54. That interpretation is consistent not only with the preventive function of the representative action provided for in Article 80(2) of the GDPR, (27) but also, in so far as it contributes to strengthening the rights of data subjects, (28) with the objective of that regulation, in which is apparent from recital 10, consisting in ensuring within the EU a high level of protection of the fundamental rights and freedoms of natural persons with respect to the processing of personal data. (29)
55. I would add that it would, in my view, be inconsistent to adopt a restrictive interpretation of the material scope of Article 80(2) of that regulation, when Article 79(1) of the GDPR provides, in similar terms, for the right of each data subject to an effective judicial remedy and when there is no reason to exclude from the material scope of such an action the rights which arise from the information obligation laid down in the first sentence of Article 12(1) of that regulation, read in conjunction with Article 13(1)(c) and (e) thereof.
56. Consequently, I consider that Article 80(2) of the GDPR must be interpreted as meaning that the condition according to which an authorised entity, in order to be able to bring a representative action under that provision, must assert that it considers the rights of a data subject provided for in that regulation to have been infringed as a result of the processing, assumes that that entity alleges the existence of processing of personal data and of a link between the infringement of those rights and that processing.

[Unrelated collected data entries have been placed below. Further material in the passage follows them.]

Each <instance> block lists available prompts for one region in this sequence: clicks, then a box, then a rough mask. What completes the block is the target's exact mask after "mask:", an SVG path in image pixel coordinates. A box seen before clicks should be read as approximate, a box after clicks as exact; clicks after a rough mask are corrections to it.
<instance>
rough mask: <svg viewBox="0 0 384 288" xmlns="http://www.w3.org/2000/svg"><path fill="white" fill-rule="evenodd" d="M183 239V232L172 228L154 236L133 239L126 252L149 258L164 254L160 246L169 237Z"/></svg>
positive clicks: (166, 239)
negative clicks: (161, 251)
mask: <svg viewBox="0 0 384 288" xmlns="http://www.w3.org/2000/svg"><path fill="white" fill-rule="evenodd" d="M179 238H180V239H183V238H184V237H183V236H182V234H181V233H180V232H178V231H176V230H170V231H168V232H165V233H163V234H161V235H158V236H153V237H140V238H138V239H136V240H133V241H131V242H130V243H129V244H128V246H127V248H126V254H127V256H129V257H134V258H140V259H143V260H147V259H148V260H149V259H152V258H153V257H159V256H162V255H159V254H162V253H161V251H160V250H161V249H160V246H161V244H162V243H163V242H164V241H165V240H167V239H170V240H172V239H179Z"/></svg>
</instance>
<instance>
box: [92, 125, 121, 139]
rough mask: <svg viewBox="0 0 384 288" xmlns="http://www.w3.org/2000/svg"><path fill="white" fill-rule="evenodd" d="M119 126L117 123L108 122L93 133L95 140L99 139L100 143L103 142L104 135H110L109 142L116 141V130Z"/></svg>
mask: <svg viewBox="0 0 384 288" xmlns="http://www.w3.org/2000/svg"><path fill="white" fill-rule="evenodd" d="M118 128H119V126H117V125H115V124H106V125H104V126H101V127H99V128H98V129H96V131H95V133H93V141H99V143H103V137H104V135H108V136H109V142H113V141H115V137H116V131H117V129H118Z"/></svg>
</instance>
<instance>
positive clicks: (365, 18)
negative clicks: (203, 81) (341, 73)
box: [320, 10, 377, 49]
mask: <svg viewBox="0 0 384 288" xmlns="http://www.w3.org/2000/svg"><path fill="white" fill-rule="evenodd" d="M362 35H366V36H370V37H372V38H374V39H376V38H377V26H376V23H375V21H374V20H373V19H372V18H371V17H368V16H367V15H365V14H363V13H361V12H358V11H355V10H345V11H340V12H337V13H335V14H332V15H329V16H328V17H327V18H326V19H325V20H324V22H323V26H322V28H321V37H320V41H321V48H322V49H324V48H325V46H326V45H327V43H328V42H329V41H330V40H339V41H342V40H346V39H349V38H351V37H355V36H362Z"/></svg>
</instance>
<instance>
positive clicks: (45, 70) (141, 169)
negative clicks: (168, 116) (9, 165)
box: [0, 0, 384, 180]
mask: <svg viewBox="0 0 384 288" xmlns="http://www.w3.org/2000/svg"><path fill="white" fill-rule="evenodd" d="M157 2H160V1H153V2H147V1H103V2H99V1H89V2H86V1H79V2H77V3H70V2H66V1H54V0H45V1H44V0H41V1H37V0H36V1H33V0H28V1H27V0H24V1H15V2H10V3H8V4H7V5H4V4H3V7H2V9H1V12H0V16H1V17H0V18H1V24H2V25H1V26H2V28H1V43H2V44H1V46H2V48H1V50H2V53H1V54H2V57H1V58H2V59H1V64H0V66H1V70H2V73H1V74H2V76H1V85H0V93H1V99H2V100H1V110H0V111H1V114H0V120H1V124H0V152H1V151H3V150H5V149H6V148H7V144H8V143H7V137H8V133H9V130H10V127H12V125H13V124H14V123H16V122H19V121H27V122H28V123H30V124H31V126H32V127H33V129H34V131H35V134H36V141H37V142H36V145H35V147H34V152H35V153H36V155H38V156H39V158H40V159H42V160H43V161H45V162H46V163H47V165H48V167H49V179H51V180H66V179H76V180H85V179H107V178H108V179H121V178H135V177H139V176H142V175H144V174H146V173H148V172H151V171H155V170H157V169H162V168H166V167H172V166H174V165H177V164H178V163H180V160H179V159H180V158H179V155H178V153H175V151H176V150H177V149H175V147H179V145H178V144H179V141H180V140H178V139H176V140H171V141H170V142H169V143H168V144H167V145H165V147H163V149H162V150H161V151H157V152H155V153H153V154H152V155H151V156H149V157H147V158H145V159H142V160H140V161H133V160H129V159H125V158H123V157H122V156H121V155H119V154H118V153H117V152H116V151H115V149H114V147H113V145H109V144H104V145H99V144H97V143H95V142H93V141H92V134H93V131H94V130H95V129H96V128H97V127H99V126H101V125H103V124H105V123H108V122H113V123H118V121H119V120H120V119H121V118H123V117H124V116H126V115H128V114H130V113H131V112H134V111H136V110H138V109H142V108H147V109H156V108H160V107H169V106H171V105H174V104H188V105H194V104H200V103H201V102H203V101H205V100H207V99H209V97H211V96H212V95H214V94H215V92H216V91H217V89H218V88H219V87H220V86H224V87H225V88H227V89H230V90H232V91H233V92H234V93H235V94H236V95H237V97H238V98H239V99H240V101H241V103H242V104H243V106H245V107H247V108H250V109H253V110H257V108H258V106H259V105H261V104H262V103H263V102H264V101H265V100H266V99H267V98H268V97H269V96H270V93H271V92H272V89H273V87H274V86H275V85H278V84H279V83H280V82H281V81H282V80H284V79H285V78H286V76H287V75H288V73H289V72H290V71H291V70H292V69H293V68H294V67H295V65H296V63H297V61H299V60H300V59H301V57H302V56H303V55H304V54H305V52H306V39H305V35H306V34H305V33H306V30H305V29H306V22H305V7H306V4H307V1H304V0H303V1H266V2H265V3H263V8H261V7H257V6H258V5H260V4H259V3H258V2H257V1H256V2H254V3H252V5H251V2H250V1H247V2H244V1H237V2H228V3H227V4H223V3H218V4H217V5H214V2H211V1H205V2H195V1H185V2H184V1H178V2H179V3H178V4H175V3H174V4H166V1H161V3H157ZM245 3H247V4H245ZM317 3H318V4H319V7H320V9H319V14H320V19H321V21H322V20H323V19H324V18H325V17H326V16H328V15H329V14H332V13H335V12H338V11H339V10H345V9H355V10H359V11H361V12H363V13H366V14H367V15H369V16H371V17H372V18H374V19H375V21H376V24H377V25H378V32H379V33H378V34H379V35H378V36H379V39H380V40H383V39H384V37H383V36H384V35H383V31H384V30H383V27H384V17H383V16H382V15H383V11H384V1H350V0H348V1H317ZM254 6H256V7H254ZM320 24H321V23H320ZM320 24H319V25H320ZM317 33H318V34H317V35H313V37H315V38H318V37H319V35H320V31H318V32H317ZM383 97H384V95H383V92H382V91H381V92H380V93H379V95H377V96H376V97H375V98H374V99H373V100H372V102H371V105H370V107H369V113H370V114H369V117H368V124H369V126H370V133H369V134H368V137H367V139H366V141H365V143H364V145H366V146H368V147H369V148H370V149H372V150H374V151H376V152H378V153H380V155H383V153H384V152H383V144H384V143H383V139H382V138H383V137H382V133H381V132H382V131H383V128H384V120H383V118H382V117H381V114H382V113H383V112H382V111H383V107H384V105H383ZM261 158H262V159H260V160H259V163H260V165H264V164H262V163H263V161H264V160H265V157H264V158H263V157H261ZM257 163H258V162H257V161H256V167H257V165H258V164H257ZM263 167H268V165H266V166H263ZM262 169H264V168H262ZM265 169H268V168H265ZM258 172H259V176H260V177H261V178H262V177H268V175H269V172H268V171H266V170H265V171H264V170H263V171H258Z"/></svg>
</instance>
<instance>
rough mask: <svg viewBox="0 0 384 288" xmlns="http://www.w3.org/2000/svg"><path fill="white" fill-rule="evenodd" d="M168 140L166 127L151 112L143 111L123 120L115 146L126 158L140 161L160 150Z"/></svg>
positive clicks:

Such a condition is fulfilled where that action is based, in connection with processing of personal data, on the infringement by the controller of the information obligation laid down in the first sentence of Article 12(1) of the said regulation, read in conjunction with Article 13(1)(c) and (e) thereof, in so far as that infringement is liable to render that processing unlawful.
III. Conclusion
57. In the light of all the foregoing considerations, I propose that the Court answer the question referred for a preliminary ruling by the Bundesgerichtshof (Federal Court of Justice, Germany) as follows:
Article 80(2) of Regulation (EU) 2016/679 of the European Parliament and of the Council of 27 April 2016 on the protection of natural persons with regard to the processing of personal data and on the free movement of such data, and repealing Directive 95/46/EC (General Data Protection Regulation)
must be interpreted as meaning that the condition according to which an authorised entity, in order to be able to bring a representative action under that provision, must assert that it considers the rights of a data subject provided for in that regulation to have been infringed as a result of the processing, assumes that that entity alleges the existence of processing of personal data and of a link between the infringement of those rights and that processing. Such a condition is fulfilled where that action is based, in connection with processing of personal data, on the infringement by the controller of the information obligation laid down in the first sentence of Article 12(1) of the said regulation, read in conjunction with Article 13(1)(c) and (e) thereof, in so far as that infringement is liable to render that processing unlawful.